4. General Expectations. This is the big one. The young man has always delivered, and now we are spoiled. All the talk of the Big Three hasn’t helped the other two, Rory McIlroy and Jason Day, but Spieth—by acclimation the toughest competitor of the trio—isn’t immune to the wearing effect of constant scrutiny. When there is perceived failure, there is accompanying backlash, which only ups the ante and anxiety. Spieth expects much from himself and doesn’t like to let his fans down. He’s remarkably mature, but the uber-competitive streak that when properly channeled makes him exceptional can also lead to pressing, a palpable fury and a loss of the calm focus and channeled fury that’s taken him to two majors.

5. It’s golf. For all the comparisons, Spieth isn’t Tiger Woods. Or at least the prime-time Tiger of a decade beginning in 1999. When Woods was 22, he wasn’t the machine he became. Spieth may get there, but at the moment, even for him, it’s a brutally hard game with ultra thin margins.
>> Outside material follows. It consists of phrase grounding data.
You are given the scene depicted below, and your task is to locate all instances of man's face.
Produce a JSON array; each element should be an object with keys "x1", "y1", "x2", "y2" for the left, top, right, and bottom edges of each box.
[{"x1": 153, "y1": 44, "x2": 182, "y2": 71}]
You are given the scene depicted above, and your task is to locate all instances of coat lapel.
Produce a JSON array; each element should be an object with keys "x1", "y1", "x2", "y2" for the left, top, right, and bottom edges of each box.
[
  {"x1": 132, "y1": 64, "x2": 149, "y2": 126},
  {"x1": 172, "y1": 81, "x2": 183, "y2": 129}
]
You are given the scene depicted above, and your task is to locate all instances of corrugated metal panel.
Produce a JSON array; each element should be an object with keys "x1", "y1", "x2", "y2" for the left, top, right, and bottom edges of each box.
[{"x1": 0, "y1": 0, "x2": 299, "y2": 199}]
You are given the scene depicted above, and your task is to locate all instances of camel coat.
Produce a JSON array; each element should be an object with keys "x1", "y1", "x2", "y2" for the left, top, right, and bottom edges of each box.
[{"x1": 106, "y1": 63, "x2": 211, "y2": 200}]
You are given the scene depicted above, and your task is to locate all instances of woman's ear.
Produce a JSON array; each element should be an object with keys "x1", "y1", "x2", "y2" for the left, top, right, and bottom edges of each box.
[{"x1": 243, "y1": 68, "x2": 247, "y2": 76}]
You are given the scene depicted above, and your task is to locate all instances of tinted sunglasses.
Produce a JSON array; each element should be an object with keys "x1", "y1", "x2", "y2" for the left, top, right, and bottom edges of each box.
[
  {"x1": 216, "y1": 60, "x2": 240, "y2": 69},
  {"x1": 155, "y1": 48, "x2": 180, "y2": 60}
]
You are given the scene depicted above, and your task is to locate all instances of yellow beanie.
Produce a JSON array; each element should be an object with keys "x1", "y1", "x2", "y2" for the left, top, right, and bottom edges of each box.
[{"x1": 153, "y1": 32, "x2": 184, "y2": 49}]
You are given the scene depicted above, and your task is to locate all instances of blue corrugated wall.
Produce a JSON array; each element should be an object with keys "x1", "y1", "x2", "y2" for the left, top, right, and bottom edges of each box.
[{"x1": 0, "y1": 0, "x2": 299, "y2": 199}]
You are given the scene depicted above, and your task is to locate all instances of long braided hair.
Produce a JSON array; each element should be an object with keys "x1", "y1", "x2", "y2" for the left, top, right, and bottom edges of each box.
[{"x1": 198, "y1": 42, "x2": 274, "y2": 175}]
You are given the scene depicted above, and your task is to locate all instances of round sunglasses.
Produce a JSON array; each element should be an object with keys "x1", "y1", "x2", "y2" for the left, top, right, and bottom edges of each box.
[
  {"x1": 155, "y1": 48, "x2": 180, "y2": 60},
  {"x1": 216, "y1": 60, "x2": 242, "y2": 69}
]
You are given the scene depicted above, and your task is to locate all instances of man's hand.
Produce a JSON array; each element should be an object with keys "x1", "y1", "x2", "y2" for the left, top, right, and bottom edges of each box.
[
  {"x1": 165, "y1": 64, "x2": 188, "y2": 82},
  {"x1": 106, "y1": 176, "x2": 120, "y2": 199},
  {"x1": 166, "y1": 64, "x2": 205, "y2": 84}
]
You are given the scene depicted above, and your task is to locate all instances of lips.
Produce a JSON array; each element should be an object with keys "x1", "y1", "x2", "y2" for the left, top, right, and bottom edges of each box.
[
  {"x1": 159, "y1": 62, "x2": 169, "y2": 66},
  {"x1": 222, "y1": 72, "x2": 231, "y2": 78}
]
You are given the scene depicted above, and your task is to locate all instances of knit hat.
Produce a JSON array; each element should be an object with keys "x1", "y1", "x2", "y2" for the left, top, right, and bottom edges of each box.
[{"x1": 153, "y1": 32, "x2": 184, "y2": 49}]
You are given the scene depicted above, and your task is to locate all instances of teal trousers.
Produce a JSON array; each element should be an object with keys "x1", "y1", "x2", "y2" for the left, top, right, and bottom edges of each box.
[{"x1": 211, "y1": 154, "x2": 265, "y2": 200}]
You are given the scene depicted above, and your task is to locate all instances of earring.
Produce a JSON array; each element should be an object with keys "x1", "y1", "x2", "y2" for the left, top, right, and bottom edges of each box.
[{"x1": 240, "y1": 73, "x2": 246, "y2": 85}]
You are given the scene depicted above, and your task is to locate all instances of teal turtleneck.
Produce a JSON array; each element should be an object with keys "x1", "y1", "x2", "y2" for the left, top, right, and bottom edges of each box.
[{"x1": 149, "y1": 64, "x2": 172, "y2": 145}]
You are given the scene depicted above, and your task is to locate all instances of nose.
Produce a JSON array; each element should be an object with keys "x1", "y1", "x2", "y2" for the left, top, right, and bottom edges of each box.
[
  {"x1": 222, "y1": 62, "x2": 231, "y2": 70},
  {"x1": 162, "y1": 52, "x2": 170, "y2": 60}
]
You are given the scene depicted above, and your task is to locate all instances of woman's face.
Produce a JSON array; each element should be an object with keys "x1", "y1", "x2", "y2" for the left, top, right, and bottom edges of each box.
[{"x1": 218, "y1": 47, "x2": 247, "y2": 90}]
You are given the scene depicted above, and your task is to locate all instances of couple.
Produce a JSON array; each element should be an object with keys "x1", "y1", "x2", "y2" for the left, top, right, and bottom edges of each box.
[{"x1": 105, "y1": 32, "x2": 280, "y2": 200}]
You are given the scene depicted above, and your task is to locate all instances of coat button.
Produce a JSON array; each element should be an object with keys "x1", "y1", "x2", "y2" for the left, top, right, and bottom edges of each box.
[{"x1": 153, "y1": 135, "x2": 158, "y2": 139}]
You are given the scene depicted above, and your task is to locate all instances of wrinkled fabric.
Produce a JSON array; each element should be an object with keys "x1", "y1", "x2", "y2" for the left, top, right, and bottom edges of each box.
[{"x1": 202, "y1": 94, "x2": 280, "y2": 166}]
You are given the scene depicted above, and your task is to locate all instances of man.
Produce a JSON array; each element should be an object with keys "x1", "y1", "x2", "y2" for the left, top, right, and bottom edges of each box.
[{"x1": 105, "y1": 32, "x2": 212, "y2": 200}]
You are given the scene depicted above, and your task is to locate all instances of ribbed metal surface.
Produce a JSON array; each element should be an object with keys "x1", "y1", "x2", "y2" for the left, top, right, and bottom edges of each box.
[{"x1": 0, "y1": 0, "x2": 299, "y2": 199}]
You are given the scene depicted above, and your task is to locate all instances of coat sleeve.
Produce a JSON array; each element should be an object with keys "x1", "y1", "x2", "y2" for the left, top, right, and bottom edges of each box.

Spieth relies on putting more than traditional dominant players, and in small sample sizes, sometimes its not there. Last year was magic. At the moment, most notably inside of eight feet, it isn’t, and he’s been mortal. Through most of 2014, Spieth had to battle doubt in his ability to close tournaments. He stayed the course, and found the key at both the Australian Open and the Hero World Challenge, which he won by a combined 16 strokes, spring boarding him into his massively successful 2015 season. That key remains the same. Patience. There’s plenty of time before Augusta.